When I see these kinds of claims, my guess is that they are usually based on a
failure analysis given a particular replication degree and estimates of
failure probabilities of various components and failure domains. Underlying
this analysis is usually an assumption about the independence of failures
between the failure domains.

The good news is that industry has moved away from the computer as the unit of
independent failure to a much larger failure domain: often a cluster within a
data center, or an entire data center. This means that the analysis takes into
account the infrequent occurrence of a large number of correlated failures
within the failure domain.

The bad news is that there are inevitably correlated failures across the
failure domains, regardless of how carefully you design to avoid them.
Software bugs, coordinated attacks, operator errors, cascading failures caused
by well-intentioned but runaway control loops and automated failover
mechanisms, and so on, can be the culprit.

So, here's the problem.
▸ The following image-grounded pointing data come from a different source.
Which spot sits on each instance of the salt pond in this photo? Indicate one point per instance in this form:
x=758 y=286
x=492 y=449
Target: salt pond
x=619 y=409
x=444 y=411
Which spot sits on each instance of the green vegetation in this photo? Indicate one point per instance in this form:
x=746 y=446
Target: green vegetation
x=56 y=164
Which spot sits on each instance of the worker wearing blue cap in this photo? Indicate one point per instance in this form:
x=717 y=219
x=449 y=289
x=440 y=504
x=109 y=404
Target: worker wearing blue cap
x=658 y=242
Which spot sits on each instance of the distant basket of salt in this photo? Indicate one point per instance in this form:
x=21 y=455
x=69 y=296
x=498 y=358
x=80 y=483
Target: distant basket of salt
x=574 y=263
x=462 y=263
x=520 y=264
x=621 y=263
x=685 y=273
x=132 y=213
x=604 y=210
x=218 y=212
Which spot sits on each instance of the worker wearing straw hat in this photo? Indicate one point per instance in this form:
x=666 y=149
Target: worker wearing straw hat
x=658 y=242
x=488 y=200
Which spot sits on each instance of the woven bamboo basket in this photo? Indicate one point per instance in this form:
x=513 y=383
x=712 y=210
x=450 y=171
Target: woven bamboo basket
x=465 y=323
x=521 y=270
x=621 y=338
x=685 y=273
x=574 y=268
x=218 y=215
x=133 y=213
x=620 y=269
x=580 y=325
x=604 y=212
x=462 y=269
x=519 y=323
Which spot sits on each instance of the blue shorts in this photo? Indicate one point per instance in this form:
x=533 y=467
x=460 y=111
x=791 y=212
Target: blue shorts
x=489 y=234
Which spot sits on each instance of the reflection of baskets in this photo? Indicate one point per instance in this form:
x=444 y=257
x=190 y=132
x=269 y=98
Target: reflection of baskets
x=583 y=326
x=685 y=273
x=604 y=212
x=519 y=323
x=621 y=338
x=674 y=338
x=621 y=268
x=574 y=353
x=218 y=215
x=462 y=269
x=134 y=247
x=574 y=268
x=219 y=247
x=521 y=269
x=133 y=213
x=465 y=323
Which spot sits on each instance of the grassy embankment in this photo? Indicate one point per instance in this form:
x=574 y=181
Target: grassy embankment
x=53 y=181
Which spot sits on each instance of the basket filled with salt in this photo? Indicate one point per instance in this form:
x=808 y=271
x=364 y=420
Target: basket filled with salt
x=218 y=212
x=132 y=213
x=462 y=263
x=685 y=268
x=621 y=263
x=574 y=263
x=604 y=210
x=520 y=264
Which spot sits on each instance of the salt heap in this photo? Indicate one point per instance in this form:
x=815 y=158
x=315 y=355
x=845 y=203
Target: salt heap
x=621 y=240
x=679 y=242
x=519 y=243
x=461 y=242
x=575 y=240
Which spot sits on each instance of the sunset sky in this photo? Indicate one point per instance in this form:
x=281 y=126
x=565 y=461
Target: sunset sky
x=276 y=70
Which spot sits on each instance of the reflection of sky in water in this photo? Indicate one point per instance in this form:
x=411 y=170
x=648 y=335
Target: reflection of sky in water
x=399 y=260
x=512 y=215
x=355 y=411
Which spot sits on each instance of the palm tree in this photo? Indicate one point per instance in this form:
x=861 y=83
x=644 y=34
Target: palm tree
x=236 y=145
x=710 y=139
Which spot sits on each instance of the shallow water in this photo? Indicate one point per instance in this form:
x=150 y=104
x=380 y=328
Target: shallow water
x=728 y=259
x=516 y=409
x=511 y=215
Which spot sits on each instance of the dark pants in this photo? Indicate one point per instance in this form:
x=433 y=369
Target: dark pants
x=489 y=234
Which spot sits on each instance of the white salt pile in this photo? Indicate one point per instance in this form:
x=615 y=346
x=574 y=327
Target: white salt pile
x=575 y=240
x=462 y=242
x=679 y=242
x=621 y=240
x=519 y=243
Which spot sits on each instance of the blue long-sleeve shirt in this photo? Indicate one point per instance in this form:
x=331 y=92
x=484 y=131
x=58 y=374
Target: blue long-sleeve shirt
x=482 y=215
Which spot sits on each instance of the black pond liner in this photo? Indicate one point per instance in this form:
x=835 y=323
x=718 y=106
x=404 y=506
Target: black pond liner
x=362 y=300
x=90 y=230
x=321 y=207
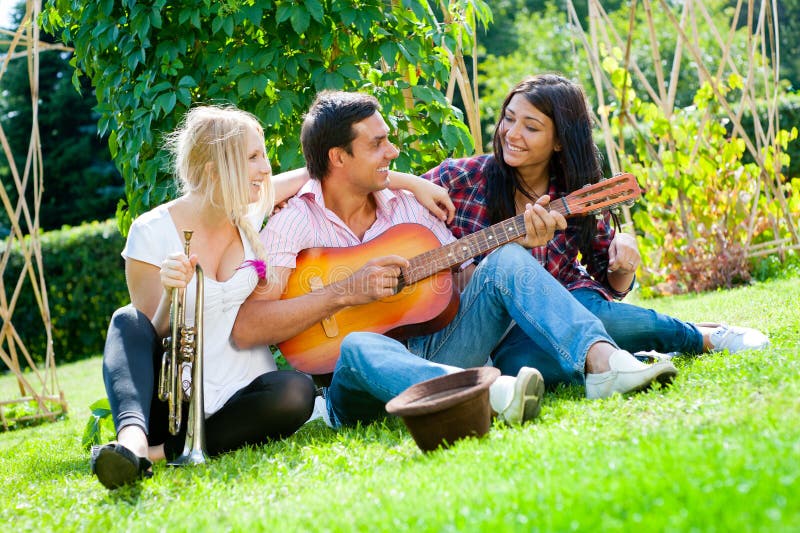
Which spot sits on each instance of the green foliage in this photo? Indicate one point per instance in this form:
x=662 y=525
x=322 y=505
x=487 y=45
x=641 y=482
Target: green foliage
x=100 y=425
x=773 y=267
x=699 y=190
x=85 y=284
x=150 y=60
x=25 y=413
x=80 y=181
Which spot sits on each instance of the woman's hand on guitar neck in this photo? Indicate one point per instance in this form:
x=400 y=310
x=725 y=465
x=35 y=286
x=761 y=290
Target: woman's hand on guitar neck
x=541 y=223
x=377 y=279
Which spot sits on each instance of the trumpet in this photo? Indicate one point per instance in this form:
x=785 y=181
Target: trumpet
x=184 y=346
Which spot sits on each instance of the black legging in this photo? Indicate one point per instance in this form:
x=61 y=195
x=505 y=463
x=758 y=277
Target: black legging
x=272 y=406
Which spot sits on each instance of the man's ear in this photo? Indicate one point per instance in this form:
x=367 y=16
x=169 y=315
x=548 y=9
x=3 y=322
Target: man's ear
x=336 y=156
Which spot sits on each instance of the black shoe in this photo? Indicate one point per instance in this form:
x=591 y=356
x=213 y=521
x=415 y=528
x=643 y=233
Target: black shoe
x=115 y=465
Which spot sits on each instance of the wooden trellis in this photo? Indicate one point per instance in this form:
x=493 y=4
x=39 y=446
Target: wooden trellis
x=40 y=397
x=760 y=81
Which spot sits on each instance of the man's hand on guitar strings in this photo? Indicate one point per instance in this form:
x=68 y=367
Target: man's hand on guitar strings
x=375 y=280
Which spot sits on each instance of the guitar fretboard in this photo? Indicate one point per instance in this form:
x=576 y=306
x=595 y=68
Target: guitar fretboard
x=480 y=242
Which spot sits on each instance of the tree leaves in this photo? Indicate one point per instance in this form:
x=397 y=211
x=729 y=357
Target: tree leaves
x=150 y=62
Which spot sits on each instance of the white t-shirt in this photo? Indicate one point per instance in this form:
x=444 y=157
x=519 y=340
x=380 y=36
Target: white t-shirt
x=226 y=369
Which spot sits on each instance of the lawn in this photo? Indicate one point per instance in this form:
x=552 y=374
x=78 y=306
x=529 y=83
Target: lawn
x=719 y=450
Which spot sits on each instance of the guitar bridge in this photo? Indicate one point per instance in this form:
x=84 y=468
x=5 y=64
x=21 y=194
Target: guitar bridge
x=329 y=325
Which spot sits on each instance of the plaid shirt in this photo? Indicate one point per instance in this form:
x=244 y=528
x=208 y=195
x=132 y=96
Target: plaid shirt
x=465 y=181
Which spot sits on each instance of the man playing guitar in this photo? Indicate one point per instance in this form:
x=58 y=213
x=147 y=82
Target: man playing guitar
x=346 y=204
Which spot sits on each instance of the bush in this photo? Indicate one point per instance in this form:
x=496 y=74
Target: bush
x=85 y=279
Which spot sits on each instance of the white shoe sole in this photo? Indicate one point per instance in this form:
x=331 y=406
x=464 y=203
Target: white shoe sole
x=526 y=403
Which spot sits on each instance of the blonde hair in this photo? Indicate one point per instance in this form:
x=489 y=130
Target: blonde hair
x=209 y=151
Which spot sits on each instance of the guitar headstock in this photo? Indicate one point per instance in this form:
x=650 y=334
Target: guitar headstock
x=603 y=196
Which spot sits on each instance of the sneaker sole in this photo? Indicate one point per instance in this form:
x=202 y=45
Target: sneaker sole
x=113 y=470
x=664 y=378
x=528 y=392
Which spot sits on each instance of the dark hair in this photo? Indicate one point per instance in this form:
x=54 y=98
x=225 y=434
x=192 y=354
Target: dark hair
x=577 y=163
x=329 y=124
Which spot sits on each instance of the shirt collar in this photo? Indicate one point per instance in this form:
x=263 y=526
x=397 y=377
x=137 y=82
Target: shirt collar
x=384 y=199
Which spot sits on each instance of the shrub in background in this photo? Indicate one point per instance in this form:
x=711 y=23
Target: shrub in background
x=85 y=280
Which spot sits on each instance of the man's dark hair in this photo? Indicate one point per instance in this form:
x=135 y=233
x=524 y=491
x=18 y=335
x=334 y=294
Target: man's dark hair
x=329 y=124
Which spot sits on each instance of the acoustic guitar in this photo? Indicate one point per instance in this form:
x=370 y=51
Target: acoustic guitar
x=426 y=300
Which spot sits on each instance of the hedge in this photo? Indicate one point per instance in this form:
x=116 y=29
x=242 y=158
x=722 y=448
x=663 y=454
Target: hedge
x=85 y=279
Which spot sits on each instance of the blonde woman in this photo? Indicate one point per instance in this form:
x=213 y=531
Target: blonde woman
x=220 y=162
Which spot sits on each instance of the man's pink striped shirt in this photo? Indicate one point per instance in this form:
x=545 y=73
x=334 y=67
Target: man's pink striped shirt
x=306 y=223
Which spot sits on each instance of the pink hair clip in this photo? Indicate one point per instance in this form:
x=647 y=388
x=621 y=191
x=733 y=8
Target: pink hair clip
x=258 y=264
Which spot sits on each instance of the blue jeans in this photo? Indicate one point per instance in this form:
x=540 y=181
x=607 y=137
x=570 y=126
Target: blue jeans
x=633 y=328
x=509 y=284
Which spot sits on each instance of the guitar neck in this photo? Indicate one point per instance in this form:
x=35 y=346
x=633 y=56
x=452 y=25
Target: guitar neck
x=480 y=242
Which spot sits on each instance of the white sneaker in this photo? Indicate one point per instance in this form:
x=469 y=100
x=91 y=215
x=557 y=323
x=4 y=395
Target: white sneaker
x=627 y=374
x=736 y=338
x=517 y=400
x=320 y=411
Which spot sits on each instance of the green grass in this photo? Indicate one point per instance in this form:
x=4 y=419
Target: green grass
x=717 y=451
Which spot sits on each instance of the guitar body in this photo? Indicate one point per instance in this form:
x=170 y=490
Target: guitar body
x=420 y=308
x=430 y=302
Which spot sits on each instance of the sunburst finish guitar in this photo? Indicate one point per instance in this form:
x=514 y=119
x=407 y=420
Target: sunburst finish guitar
x=425 y=301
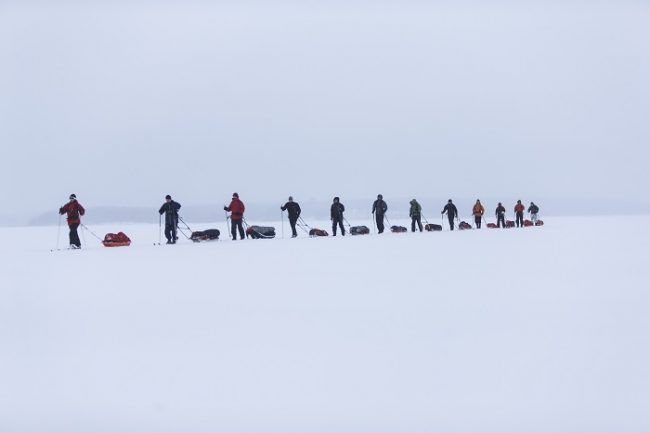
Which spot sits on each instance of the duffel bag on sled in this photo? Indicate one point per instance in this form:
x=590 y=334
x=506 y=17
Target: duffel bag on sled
x=359 y=230
x=205 y=235
x=116 y=240
x=315 y=233
x=259 y=232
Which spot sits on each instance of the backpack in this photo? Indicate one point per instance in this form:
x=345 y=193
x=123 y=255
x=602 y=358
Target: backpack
x=116 y=240
x=205 y=235
x=259 y=232
x=314 y=233
x=359 y=230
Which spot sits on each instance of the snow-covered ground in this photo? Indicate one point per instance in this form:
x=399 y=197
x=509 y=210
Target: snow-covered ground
x=523 y=330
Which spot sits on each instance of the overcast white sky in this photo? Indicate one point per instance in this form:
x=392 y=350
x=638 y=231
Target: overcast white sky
x=123 y=102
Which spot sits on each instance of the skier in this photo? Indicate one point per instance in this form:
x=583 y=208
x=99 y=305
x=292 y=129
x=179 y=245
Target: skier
x=533 y=209
x=336 y=215
x=519 y=213
x=293 y=209
x=236 y=207
x=170 y=208
x=415 y=212
x=478 y=212
x=501 y=216
x=379 y=208
x=452 y=212
x=74 y=211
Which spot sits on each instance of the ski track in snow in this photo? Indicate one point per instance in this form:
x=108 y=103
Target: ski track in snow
x=543 y=329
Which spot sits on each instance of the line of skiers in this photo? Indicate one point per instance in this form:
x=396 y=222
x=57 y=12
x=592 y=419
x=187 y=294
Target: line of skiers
x=74 y=210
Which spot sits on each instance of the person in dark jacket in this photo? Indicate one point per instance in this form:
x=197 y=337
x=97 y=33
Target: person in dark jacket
x=478 y=212
x=74 y=211
x=452 y=213
x=519 y=213
x=293 y=211
x=236 y=209
x=170 y=208
x=336 y=215
x=415 y=212
x=500 y=213
x=533 y=209
x=379 y=208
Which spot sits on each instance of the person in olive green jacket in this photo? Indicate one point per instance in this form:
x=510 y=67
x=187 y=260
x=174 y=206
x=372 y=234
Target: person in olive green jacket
x=416 y=215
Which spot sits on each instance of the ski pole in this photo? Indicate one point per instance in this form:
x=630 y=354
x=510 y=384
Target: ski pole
x=58 y=233
x=227 y=229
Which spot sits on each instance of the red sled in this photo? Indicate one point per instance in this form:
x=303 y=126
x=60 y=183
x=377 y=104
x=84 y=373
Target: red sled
x=116 y=240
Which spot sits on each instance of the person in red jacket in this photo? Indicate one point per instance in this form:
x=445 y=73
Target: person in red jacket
x=519 y=213
x=236 y=209
x=74 y=211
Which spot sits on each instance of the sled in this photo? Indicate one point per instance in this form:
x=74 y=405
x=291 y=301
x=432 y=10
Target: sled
x=314 y=233
x=116 y=240
x=205 y=235
x=259 y=232
x=359 y=230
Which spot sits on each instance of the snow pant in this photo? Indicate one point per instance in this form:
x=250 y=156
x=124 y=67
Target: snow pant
x=292 y=223
x=74 y=236
x=414 y=220
x=236 y=225
x=338 y=222
x=170 y=229
x=380 y=222
x=519 y=218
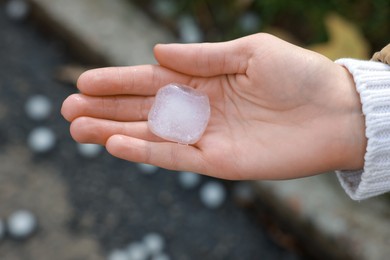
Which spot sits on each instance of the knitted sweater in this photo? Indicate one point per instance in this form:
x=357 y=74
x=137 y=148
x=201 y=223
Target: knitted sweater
x=372 y=81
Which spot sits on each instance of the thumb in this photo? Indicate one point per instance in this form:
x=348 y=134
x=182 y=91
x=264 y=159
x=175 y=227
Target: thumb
x=204 y=59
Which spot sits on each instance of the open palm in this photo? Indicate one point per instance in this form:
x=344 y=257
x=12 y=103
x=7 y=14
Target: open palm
x=277 y=110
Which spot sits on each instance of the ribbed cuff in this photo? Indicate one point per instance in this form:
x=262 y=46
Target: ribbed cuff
x=372 y=81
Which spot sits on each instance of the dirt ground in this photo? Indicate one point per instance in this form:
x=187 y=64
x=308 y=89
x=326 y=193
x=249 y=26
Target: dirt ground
x=87 y=207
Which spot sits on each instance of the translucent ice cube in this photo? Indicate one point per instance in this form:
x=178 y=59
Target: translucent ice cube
x=179 y=114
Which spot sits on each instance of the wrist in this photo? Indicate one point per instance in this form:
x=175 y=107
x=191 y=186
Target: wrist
x=353 y=133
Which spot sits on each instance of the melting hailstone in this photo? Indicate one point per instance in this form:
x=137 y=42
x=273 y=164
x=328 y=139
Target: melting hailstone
x=179 y=114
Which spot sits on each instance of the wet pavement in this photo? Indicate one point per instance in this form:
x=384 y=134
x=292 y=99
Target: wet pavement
x=87 y=207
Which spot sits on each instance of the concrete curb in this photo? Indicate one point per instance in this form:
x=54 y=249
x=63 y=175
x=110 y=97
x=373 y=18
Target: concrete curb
x=115 y=33
x=102 y=32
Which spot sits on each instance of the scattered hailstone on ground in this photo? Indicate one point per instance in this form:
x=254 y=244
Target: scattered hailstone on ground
x=21 y=224
x=147 y=168
x=137 y=251
x=249 y=22
x=17 y=10
x=41 y=139
x=189 y=30
x=189 y=180
x=179 y=114
x=161 y=256
x=212 y=194
x=154 y=243
x=89 y=150
x=118 y=255
x=38 y=107
x=2 y=229
x=243 y=193
x=164 y=8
This statistic from Amazon, if taken at face value,
would say that relying on Amazon to keep your data durable and safe is
practically risk-free to the point of durability issues never happening in
your lifetime (or, alternatively, to such a dramatically small fraction of
objects that you might not care).

In practice, however, I suspect you do want to plan for the "unknown unknowns"
that will cause data loss at low probability, but much higher probability than
0.000000001%.

Here's another way to look at it: I'd love it if Amazon posted some data about
the rate at which they've experienced durability failures in the past year or
two, rather than posting what I'm supposing (I might be wrong!) are
calculations based on assumptions of dependent failure probabilities.

------
spcoll
Any risk estimate makes implicit assumptions, so they are conditional
probabilities rather than absolute probabilities. It is assumed that Amazon
engineers mean to prefix these data loss numbers with "under normal operation
of our services".

Definitely, exceptional and unpredictable incidents make the absolute risk
higher. But in the absence of historical data about the rate of occurrence of
such events, it is impossible to make a reliable assessment of absolute risk.
Not only is it impossible to assign a realistic probability to events that you
know can happen (eg. catastrophic bug), but many of the possible incidents are
events you are not even aware can happen (eg. are you going to factor the risk
of a meteoric crash destroying your data centers?).

------
rcthompson
If your service has existed for T years and you store N objects and have never
lost any objects, then at most you can claim "less than 100/(T*N)%" yearly
object loss rate. If you claim any less than that, you have no empirical
evidence to back it up.

(The more accurate formula would take into account the length of time each
object has been stored, since not all objects were stored for the full time
period.)

------
cordite
Didn't Netflix at one point have data loss on S3 because an amazon employee
was in production without knowing it?

------
ecma
This is marketing 101, they are making their product sound impressive by
throwing improbable numbers but not even the moron in a hurry would truly
believe that they can store their 1 object and then check in on it in 100
billion years later. The important number (the 99.99...%) is there in the
text, the rest is a hyperbolic and arbitrary example but it is only intended
to provide a frame of reference to numbers which are not easily comprehendable
into an MTBF.

I would also suggest they may not be using historical data to calculate their
object durability, rather a worst case calculation of current failure models.
That's pretty standard practice in all future risk modelling, especially for
new systems. Comparing theoretical future risk vs evaluated past resilience is
a slightly different beast.